The out of browser experience introduced in Silverlight 3 has been optimized in version 4. And it’s a blast! But one minor frustration which wasn’t immediately obvious for me is that, by default, when you debug a Silverlight application it opens the default browser and runs your app in it. Setting it as the default startup program didn’t do the trick.

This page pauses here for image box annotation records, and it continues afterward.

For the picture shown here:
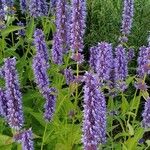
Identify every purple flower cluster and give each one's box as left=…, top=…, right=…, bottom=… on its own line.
left=20, top=0, right=28, bottom=13
left=114, top=45, right=128, bottom=91
left=52, top=0, right=68, bottom=64
left=64, top=68, right=75, bottom=85
left=0, top=0, right=5, bottom=21
left=0, top=88, right=7, bottom=118
left=14, top=129, right=34, bottom=150
left=90, top=42, right=113, bottom=81
left=83, top=73, right=106, bottom=150
left=121, top=0, right=134, bottom=36
left=89, top=46, right=99, bottom=72
left=44, top=88, right=56, bottom=121
left=4, top=58, right=24, bottom=130
left=142, top=98, right=150, bottom=128
left=17, top=21, right=25, bottom=36
left=29, top=0, right=48, bottom=18
left=0, top=0, right=5, bottom=29
left=2, top=0, right=15, bottom=15
left=52, top=33, right=63, bottom=65
left=137, top=46, right=150, bottom=78
left=70, top=0, right=86, bottom=53
left=127, top=48, right=135, bottom=62
left=33, top=29, right=56, bottom=121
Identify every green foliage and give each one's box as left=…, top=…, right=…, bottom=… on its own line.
left=0, top=0, right=150, bottom=150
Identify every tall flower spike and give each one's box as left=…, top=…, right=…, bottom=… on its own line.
left=44, top=88, right=56, bottom=121
left=64, top=68, right=75, bottom=85
left=2, top=0, right=15, bottom=15
left=121, top=0, right=134, bottom=36
left=0, top=0, right=5, bottom=30
left=33, top=29, right=56, bottom=121
left=29, top=0, right=48, bottom=18
left=52, top=33, right=63, bottom=65
left=96, top=42, right=113, bottom=81
left=16, top=21, right=25, bottom=37
left=20, top=0, right=28, bottom=13
left=142, top=98, right=150, bottom=128
left=114, top=45, right=128, bottom=91
left=0, top=88, right=7, bottom=118
left=89, top=46, right=99, bottom=72
left=137, top=46, right=150, bottom=78
left=33, top=56, right=50, bottom=94
left=4, top=58, right=24, bottom=130
left=52, top=0, right=68, bottom=64
left=83, top=73, right=106, bottom=150
left=21, top=129, right=34, bottom=150
left=34, top=29, right=49, bottom=67
left=14, top=129, right=34, bottom=150
left=70, top=0, right=86, bottom=53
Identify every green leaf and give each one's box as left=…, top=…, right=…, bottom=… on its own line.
left=146, top=140, right=150, bottom=147
left=114, top=132, right=129, bottom=140
left=1, top=26, right=24, bottom=37
left=126, top=76, right=135, bottom=85
left=26, top=18, right=35, bottom=40
left=121, top=96, right=129, bottom=114
left=127, top=122, right=134, bottom=136
left=0, top=134, right=13, bottom=146
left=30, top=112, right=46, bottom=127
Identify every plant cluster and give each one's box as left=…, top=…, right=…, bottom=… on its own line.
left=0, top=0, right=150, bottom=150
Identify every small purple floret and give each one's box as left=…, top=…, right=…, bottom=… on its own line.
left=83, top=73, right=106, bottom=150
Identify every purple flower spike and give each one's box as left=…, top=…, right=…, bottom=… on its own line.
left=56, top=0, right=68, bottom=52
left=83, top=73, right=106, bottom=150
left=137, top=46, right=150, bottom=78
left=0, top=88, right=7, bottom=118
left=96, top=42, right=113, bottom=81
left=34, top=29, right=49, bottom=67
left=90, top=42, right=113, bottom=82
left=127, top=48, right=135, bottom=62
left=33, top=56, right=50, bottom=94
left=121, top=0, right=134, bottom=35
left=29, top=0, right=48, bottom=18
left=114, top=45, right=128, bottom=91
left=64, top=68, right=75, bottom=85
left=52, top=33, right=63, bottom=65
left=89, top=46, right=99, bottom=72
left=44, top=88, right=56, bottom=121
left=4, top=58, right=24, bottom=130
left=14, top=129, right=34, bottom=150
left=21, top=129, right=34, bottom=150
left=142, top=98, right=150, bottom=128
left=0, top=0, right=5, bottom=30
left=20, top=0, right=28, bottom=13
left=33, top=29, right=56, bottom=121
left=52, top=0, right=69, bottom=65
left=70, top=0, right=86, bottom=53
left=17, top=21, right=25, bottom=37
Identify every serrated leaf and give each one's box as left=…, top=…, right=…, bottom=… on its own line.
left=26, top=18, right=35, bottom=40
left=127, top=122, right=134, bottom=136
left=1, top=26, right=24, bottom=37
left=121, top=96, right=129, bottom=114
left=0, top=134, right=13, bottom=146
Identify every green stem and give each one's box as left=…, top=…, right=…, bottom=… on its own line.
left=128, top=89, right=137, bottom=122
left=41, top=123, right=48, bottom=150
left=75, top=62, right=79, bottom=110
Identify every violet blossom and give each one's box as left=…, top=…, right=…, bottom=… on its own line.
left=83, top=73, right=106, bottom=150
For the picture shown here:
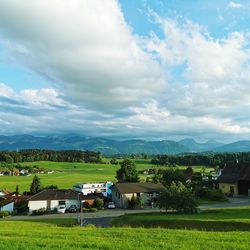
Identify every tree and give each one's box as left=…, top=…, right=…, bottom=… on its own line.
left=116, top=159, right=139, bottom=182
left=16, top=185, right=19, bottom=196
left=30, top=175, right=42, bottom=194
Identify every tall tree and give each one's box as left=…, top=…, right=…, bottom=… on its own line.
left=116, top=159, right=139, bottom=182
left=30, top=175, right=42, bottom=194
left=16, top=185, right=19, bottom=196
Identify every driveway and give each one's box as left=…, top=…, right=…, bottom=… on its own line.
left=5, top=209, right=160, bottom=227
left=2, top=197, right=250, bottom=227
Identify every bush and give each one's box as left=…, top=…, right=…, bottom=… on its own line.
left=15, top=201, right=28, bottom=214
left=32, top=207, right=46, bottom=215
left=0, top=211, right=10, bottom=218
left=209, top=189, right=226, bottom=201
left=128, top=194, right=136, bottom=209
left=89, top=207, right=98, bottom=213
left=196, top=187, right=225, bottom=201
left=93, top=198, right=104, bottom=209
left=82, top=207, right=90, bottom=213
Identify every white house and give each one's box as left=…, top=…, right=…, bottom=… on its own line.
left=112, top=182, right=165, bottom=208
left=28, top=189, right=81, bottom=213
left=0, top=189, right=12, bottom=197
left=0, top=198, right=14, bottom=213
left=73, top=181, right=113, bottom=197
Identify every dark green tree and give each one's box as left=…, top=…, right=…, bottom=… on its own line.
left=16, top=185, right=19, bottom=196
left=30, top=175, right=42, bottom=194
left=116, top=159, right=139, bottom=182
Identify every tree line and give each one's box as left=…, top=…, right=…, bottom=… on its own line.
left=0, top=149, right=102, bottom=164
left=151, top=152, right=250, bottom=167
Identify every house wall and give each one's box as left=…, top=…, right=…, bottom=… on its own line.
left=219, top=183, right=239, bottom=195
left=112, top=188, right=157, bottom=208
left=28, top=201, right=47, bottom=213
left=29, top=199, right=79, bottom=213
left=0, top=202, right=14, bottom=213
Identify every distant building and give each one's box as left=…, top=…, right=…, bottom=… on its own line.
left=112, top=182, right=165, bottom=208
left=0, top=189, right=14, bottom=197
left=73, top=181, right=113, bottom=197
left=28, top=189, right=81, bottom=213
left=217, top=161, right=250, bottom=196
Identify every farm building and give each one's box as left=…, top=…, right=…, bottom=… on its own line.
left=73, top=181, right=113, bottom=197
left=28, top=189, right=82, bottom=213
left=217, top=160, right=250, bottom=196
left=112, top=183, right=165, bottom=208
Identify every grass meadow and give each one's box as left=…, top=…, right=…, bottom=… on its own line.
left=0, top=220, right=250, bottom=250
left=113, top=206, right=250, bottom=232
left=0, top=158, right=215, bottom=192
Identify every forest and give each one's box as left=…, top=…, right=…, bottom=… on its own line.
left=0, top=149, right=102, bottom=163
left=151, top=152, right=250, bottom=167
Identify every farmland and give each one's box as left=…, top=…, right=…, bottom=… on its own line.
left=113, top=207, right=250, bottom=231
left=0, top=159, right=215, bottom=192
left=0, top=221, right=250, bottom=250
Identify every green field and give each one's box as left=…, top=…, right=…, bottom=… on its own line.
left=113, top=206, right=250, bottom=232
left=0, top=159, right=215, bottom=192
left=0, top=220, right=250, bottom=250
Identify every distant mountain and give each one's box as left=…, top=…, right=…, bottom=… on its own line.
left=179, top=139, right=224, bottom=152
left=214, top=141, right=250, bottom=152
left=0, top=134, right=250, bottom=155
left=0, top=135, right=190, bottom=155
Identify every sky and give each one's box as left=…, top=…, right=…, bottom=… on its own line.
left=0, top=0, right=250, bottom=142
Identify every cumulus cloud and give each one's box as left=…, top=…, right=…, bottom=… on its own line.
left=228, top=1, right=244, bottom=9
left=0, top=0, right=250, bottom=142
left=0, top=0, right=164, bottom=111
left=148, top=17, right=250, bottom=117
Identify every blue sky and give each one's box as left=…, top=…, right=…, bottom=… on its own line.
left=0, top=0, right=250, bottom=141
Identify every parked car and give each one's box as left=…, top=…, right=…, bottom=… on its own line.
left=68, top=205, right=77, bottom=213
left=107, top=201, right=115, bottom=209
left=57, top=205, right=66, bottom=214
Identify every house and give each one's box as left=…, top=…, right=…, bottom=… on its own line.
left=28, top=189, right=82, bottom=213
left=217, top=160, right=250, bottom=195
left=0, top=189, right=13, bottom=197
left=112, top=182, right=165, bottom=208
left=0, top=197, right=14, bottom=213
left=82, top=193, right=105, bottom=208
left=73, top=181, right=113, bottom=197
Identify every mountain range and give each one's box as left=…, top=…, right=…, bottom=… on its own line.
left=0, top=134, right=250, bottom=155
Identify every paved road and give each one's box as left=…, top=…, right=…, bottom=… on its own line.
left=2, top=197, right=250, bottom=227
left=2, top=209, right=160, bottom=220
left=200, top=197, right=250, bottom=209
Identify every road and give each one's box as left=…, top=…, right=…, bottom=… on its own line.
left=199, top=197, right=250, bottom=209
left=2, top=197, right=250, bottom=227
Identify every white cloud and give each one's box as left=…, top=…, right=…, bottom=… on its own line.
left=0, top=0, right=164, bottom=111
left=0, top=0, right=250, bottom=143
left=0, top=83, right=14, bottom=97
left=228, top=1, right=245, bottom=9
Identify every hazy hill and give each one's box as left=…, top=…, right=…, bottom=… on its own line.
left=0, top=134, right=250, bottom=155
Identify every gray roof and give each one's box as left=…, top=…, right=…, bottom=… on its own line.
left=112, top=182, right=165, bottom=194
left=29, top=189, right=79, bottom=201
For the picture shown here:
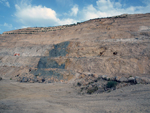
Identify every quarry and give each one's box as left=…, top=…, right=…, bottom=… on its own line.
left=0, top=13, right=150, bottom=113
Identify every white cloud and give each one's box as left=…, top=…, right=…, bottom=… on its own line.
left=0, top=0, right=10, bottom=7
left=80, top=0, right=150, bottom=20
left=6, top=2, right=10, bottom=7
left=56, top=0, right=73, bottom=6
left=3, top=23, right=13, bottom=29
left=15, top=1, right=76, bottom=26
left=71, top=5, right=79, bottom=16
left=14, top=0, right=150, bottom=27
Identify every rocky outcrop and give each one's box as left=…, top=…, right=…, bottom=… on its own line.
left=0, top=14, right=150, bottom=84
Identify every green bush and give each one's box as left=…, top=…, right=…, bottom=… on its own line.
left=106, top=81, right=117, bottom=88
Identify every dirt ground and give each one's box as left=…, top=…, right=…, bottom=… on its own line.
left=0, top=79, right=150, bottom=113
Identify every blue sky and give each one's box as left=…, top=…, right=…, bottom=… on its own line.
left=0, top=0, right=150, bottom=34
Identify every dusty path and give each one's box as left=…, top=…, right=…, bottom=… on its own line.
left=0, top=79, right=150, bottom=113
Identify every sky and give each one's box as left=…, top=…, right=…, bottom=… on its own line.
left=0, top=0, right=150, bottom=34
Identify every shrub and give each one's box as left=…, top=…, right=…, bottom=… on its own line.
left=106, top=81, right=117, bottom=88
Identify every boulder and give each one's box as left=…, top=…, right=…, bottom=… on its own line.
left=115, top=76, right=128, bottom=82
left=128, top=77, right=136, bottom=84
left=0, top=77, right=2, bottom=81
left=37, top=77, right=45, bottom=83
left=135, top=76, right=150, bottom=84
left=22, top=77, right=28, bottom=82
left=17, top=77, right=22, bottom=82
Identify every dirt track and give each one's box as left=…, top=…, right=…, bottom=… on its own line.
left=0, top=79, right=150, bottom=113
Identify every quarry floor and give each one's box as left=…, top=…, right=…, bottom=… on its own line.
left=0, top=79, right=150, bottom=113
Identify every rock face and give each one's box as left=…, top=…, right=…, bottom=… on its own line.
left=0, top=14, right=150, bottom=82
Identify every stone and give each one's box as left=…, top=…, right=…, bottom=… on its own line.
left=119, top=77, right=128, bottom=82
left=17, top=77, right=22, bottom=82
left=101, top=75, right=107, bottom=80
left=135, top=76, right=150, bottom=84
left=22, top=77, right=28, bottom=82
left=37, top=77, right=45, bottom=83
left=128, top=77, right=136, bottom=83
left=115, top=76, right=128, bottom=82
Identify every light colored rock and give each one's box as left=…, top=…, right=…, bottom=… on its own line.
left=128, top=77, right=136, bottom=83
left=0, top=77, right=2, bottom=81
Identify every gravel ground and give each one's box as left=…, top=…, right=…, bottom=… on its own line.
left=0, top=79, right=150, bottom=113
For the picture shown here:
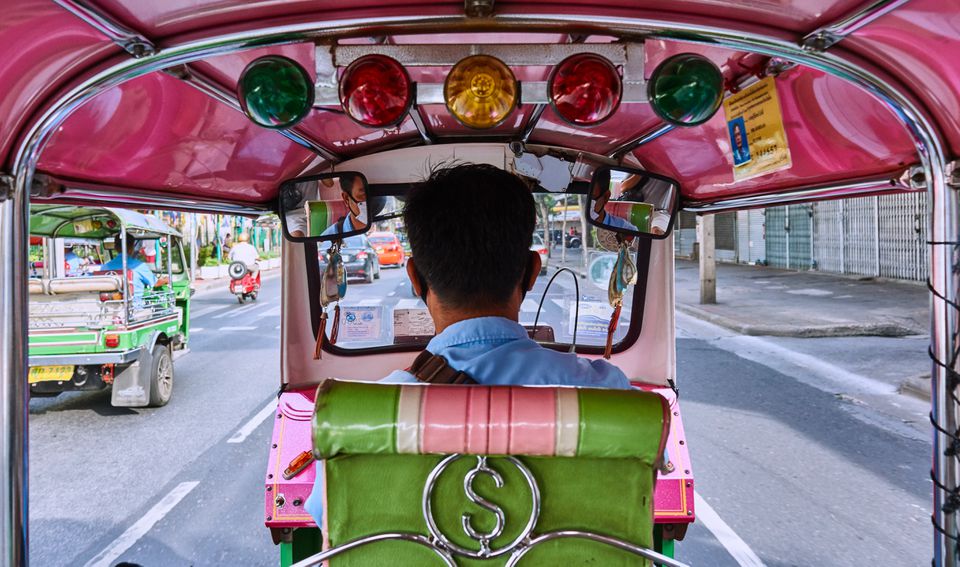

Now, the only thing I really want to do is hit F5 and run the out of browser (OOB) version. Period. And in  Silverlight 4 it’s actually quite simple to enable this in a matter of seconds. It only requires three small actions on your part, which I’ve conveniently divided into the following five small steps.

 

  1. Create a new Silverlight 4 project (or use an existing one) and host it in a Web project.
    Behold your fresh project:
    SilverlightOutOfBrowser
  2. Rightclick the OutOfBrowser project and select “Set as StartUp project
  3. Open the project properties for the same OutOfBrowser project
  4. On the Silverlight tab, select the “Enable running application out of the browser” option.
  5. On the Debug tab, confirm that the “out-of-browser application” dropdown is set to OutOfBrowser.Web

The last part is actually a case of optical deceit. Once you run this, it’ll work as planned. You think you are just running the app and you think that the .Web project is left alone but in fact you’re just being “Houdini-d”. Step 5 actually, or magically, loads the .Web project in the background as a host. The only benefits are that you’re just not confronted with it anymore and that performance of booting up a debug instance is noticeably improved.